Archive by Author

Employee Management: Why Timekeeping Systems are Beneficial to HR

7 Mar

Clock and MoneyAccording to the Fair Labor Standards Act (FLSA), employers are responsible for collecting and maintaining accurate records regarding the number of hours each employee works. Many states also require employers to document worked time, break time and leave time. Establishing a reliable timekeeping system also helps HR manage employees, track performance management, and stay on top of payroll compliance! Time management systems come in many forms including: time clocks, handwritten time cards, employee badge readers, and electronic workforce management solutions. Employers who rely on automated systems find they can save time and money while increasing processing efficiency! Some of the benefits of automation are:

Improved Accuracy: Handwritten time records are often difficult to read and include calculation mistakes. Handwritten records also pose the risk for record abuse whether from simple mistakes or actual intent to falsify hours worked as this system heavily relies on an employee honor system. Electronic records eliminate error and ensure calculation policies are applied correctly and consistently across all employees.

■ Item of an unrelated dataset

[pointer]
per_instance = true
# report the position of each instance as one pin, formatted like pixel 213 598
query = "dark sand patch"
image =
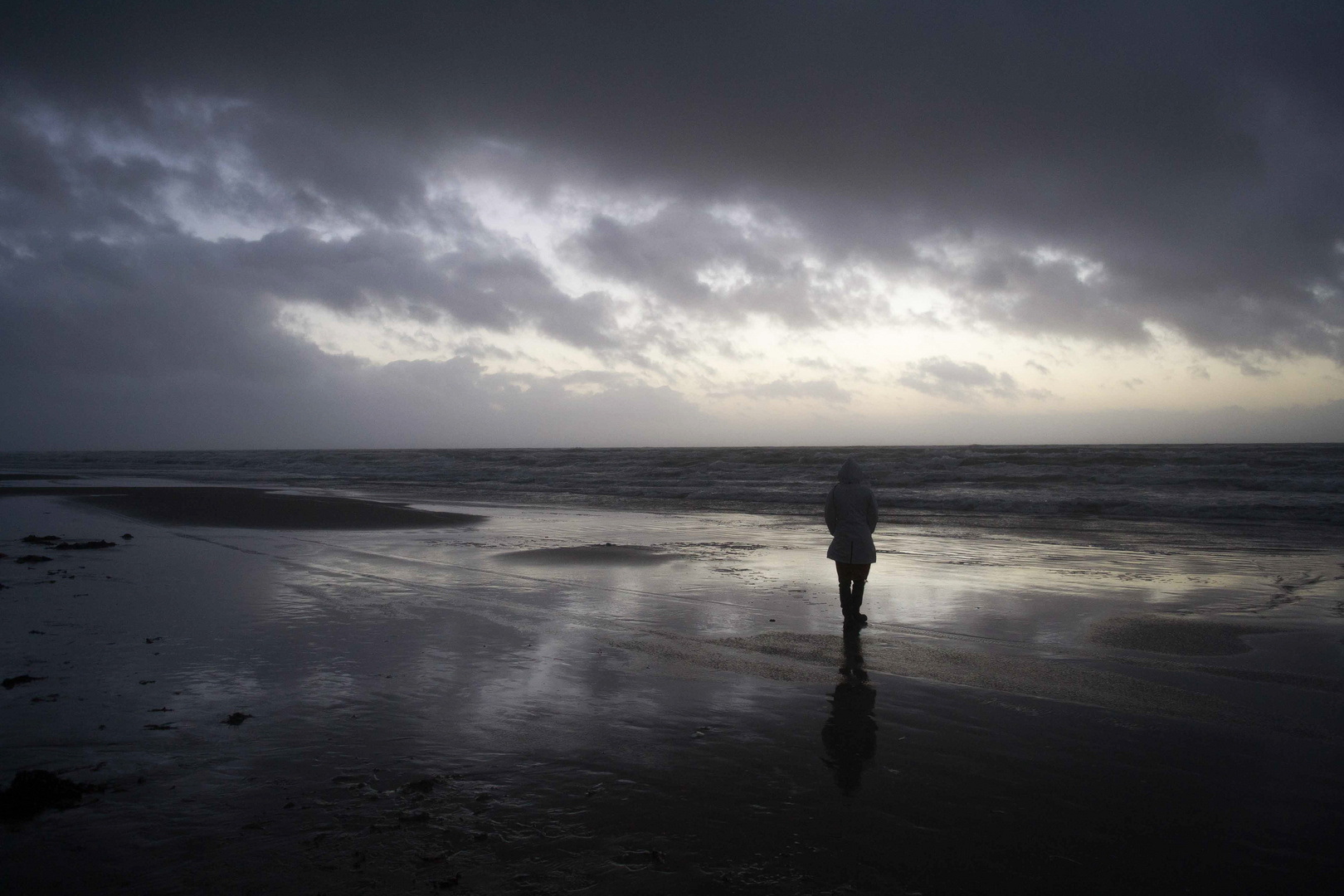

Increased Productivity: Businesses that use payroll tracking technology report an increase in productivity among workers. Instead of wasting time hand recording hours and payroll exemptions, data is automatically tracked and recorded. The timekeeping system then transfers this data to the HR/Payroll system electronically further reducing errors and allowing Managers to spend time working instead of chasing paper.

Greater Employee Engagement: Timekeeping systems also allow for managers, HR and business owners to track and measure employee performance. Often, automated punch systems can be programmed to alert HR if an employee clocks in early/late or if he or she clocks out before or after hours. A few minutes here or there should not affect payroll compliance but if it’s a common occurrence, HR can use the data system to pinpoint the issue, making it faster and easier to get the problem under control. Employees also have greater insight into their own performance and can better meet expectations.

Stronger Compliance: The use of an automated system is especially helpful should the company be audited by the IRS. Timekeeping systems store employee hourly data, which makes it easier to comply with labor regulations. Having this stored data makes it easy for human resources to provide documentation for attendance and to review time punches. Having these records on hand makes an audit run smoother and is considered one of the top business utilization tools. Even if the business is not under a legal audit by the FLSA, HR managers can use it to periodically audit themselves to ensure payroll is in compliance with the law and that employees are being accurately compensated for their work.

Regardless of the system used, businesses should have written policies detailing their timekeeping practices and should require all employees to sign a statement acknowledging their understanding and acceptance of these policies. The policies should include information regarding what happens when a discrepancy occurs and what disciplinary action may result from intentional violation. Payroll/HR managers should make use of occasional audits to ensure their employees remain in compliance with the organization’s policies.